Sentí súbito estremecimiento, como si mi conturbada naturaleza hiciera un esfuerzo colosal para recobrar su perdido aliento.

-Lord Gray -dije- somos amigos. Soy discreto. Yo le ayudaré a usted en esa empresa, que no será fácil por desgracia.

-No lo será... veremos -repuso exaltado después de beber con ardiente anhelo-. Yo le ayudaré a usted a matar a Currito Báez.

-Sí, le mataré; así tuviera mil vidas. Pero permítame usted que le pague su auxilio, ofreciéndole el mío para robar a esa mujer, y burlarnos de diez y siete siglos de guerras, de tratados, de privilegios, de fanatismo, de religión, de tiranía.

-Bien, amigo Gabriel; venga esa mano. ¡Viva lo imposible! El placer de acometerlo es el único placer real.

-Yo quisiera estar en los secretos de usted, milord.

-Lo estará usted.

-Yo mataré a mi hombre.

-Y pronto. Venga esa mano.

-Ahí va.

-Ahora bajemos -dijo lord Gray en el apogeo de su delirio.

-¿A dónde?

-Al mundo.

-El mundo se ha hecho pedazos, no existe -dije yo.

-Lo compondremos. Una vez se me rompió en mil pedazos un vaso etrusco que compré en Nápoles. Yo recogí los trozos uno a uno y los pegué perfectamente... ¡Oh, amada mía! ¿Dónde estás que no te veo? Este perfume de flores, esta música me anuncian que no estás lejos. Sr. de Araceli, ¿no la oye usted?

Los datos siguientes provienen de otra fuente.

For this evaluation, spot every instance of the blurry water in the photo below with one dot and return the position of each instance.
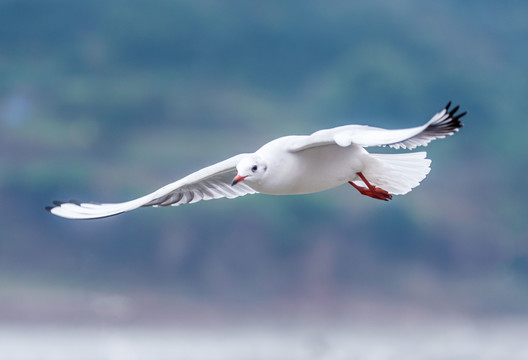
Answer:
(453, 340)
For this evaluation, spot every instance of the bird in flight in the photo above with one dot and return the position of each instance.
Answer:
(299, 165)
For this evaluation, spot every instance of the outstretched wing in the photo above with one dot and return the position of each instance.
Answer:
(443, 124)
(212, 182)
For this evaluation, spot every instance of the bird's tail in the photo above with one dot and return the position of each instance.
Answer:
(397, 173)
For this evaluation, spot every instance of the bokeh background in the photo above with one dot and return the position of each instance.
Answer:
(109, 100)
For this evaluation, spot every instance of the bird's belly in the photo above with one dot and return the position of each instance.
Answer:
(313, 170)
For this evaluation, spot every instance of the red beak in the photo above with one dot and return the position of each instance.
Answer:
(238, 179)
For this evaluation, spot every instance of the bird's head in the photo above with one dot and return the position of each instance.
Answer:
(251, 169)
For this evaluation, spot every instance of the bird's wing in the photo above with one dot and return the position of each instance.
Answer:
(443, 124)
(212, 182)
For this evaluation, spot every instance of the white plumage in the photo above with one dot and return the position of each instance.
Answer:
(299, 164)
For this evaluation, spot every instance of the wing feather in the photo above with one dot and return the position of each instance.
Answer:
(212, 182)
(442, 124)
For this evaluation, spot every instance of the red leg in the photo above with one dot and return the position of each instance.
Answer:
(372, 191)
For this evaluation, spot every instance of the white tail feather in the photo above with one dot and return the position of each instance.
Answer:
(396, 173)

-Sí, una música encantadora -respondí, y era verdad que creí oírla.

-Ella viene envuelta en la nube que la rodea.¿No advierte usted la deslumbradora claridad que entra en la pieza?

-Sí, la veo.

-Mi amada viene, Sr. de Araceli; ya entra; aquí está.

Miré a la puerta y la vi; era ella misma, rodeada de una luz dorada y pálida como la manzanilla y el Jerez que habíamos bebido. Quise levantarme; pero mi cuerpo se hizo de plomo, mi cabeza pesó más que una montaña y cayó entre mis brazos sobre la mesa, perdiendo de súbito toda noción de existencia.